Under our law, statutes of prescription are remedial and are applicable to all actions instituted after they become effective, even though the cause of action occurred before the statute was enacted. Lott v. Haley, 370 So.2d 521 (La.1979); Billedeau v. Prather, 493 So.2d 920 (La. App. 3d Cir.1986); Achord v. City of Baton Rouge, 489 So.2d 1373 (La.App. 1st Cir.1986).
However, even though these statutes are retroactive as a general rule, they may not violate the constitutional prohibition against divesting a vested right unless a reasonable time is allowed for those affected by the Act to assert their rights. Cooper v. Lykes, 218 La. 251, 49 So.2d 3 (1950). It is recognized that the legislature is the judge of the reasonableness of the time and the courts will not interfere except where the time is so short as to amount to a denial of justice. Lott v. Haley, supra.
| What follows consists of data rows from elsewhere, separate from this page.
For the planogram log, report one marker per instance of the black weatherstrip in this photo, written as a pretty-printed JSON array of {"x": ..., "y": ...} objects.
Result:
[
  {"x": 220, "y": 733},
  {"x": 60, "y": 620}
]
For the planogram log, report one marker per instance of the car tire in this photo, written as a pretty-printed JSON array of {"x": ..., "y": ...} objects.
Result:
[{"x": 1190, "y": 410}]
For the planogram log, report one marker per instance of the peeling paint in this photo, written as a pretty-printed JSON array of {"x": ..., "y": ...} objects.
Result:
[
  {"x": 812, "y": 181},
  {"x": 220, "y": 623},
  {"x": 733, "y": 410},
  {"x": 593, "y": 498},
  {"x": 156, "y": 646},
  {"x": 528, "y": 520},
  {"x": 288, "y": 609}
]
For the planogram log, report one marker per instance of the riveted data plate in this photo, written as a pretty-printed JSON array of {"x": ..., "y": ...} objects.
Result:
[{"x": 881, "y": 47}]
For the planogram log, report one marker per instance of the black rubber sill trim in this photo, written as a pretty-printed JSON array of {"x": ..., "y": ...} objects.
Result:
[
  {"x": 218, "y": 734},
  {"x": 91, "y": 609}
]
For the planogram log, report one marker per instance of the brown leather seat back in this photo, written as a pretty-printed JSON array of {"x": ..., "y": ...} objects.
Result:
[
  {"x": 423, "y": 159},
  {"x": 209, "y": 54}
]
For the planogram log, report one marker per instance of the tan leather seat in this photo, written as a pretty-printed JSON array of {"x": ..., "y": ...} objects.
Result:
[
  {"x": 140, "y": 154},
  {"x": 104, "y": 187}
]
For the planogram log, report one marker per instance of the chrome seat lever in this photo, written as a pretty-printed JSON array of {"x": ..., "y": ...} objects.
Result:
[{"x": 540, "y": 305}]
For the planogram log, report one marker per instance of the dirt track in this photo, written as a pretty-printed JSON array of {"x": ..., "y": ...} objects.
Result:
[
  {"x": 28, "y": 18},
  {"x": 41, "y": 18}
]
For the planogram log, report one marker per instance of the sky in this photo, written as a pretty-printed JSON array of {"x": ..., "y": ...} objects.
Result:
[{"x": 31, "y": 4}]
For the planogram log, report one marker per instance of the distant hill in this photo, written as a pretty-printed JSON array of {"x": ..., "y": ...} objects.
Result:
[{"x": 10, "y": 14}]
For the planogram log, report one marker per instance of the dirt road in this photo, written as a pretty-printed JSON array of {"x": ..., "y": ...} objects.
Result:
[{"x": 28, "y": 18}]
This court expressly followed this rationale in Holmes v. Baton Rouge Water Works Company, 558 So.2d 629, 633 (La.App. 1st Cir.1990). In fact, in Holmes and Brown v. Reese, 532 So.2d at 191, the provisions of LSA-R.S. 23:1209 C were applicable to injuries which occurred and to claims filed pri- or to the effective date of the act.

In the instant case, we find that although the accident occurred in May of 1984, plaintiff received medical benefits from Lumber-mens through October 30, 1985. Plaintiff’s suit filed within three years of the date of the last payment was timely. See Rusher v. Winningham Nissan Volvo, Inc., 550 So.2d 784 (La.App. 2nd Cir.1989). Compare Bouillion v. Sam Broussard Trucking Co., Inc., 525 So.2d 628 (La.App. 3rd Cir.1988).

CONCLUSION

For the above reasons, the judgment of the trial court maintaining Lumbermens’ exception pleading the objection of prescription with regard to plaintiff’s claims for medical benefits is reversed. The matter is remanded to the trial court for proceedings consistent with the views expressed herein and in our prior unpublished opinion. Lumbermens is assessed with all costs.

REVERSED AND REMANDED. 
      
      . In his original appeal, plaintiff conceded that his claims for temporary total, permanent total, and permanent partial disability benefits had prescribed.
     
      
      . By Acts 1983, No. 173, this article number was vacated, and the substance of LSA-C.C. art. 3544 was reproduced in LSA-C.C. art. 3499.
     
      
      . The provisions of LSA-R.S. 23:1209 B were redesignated as subsec. C on authority of LSA-R.S. 24:253.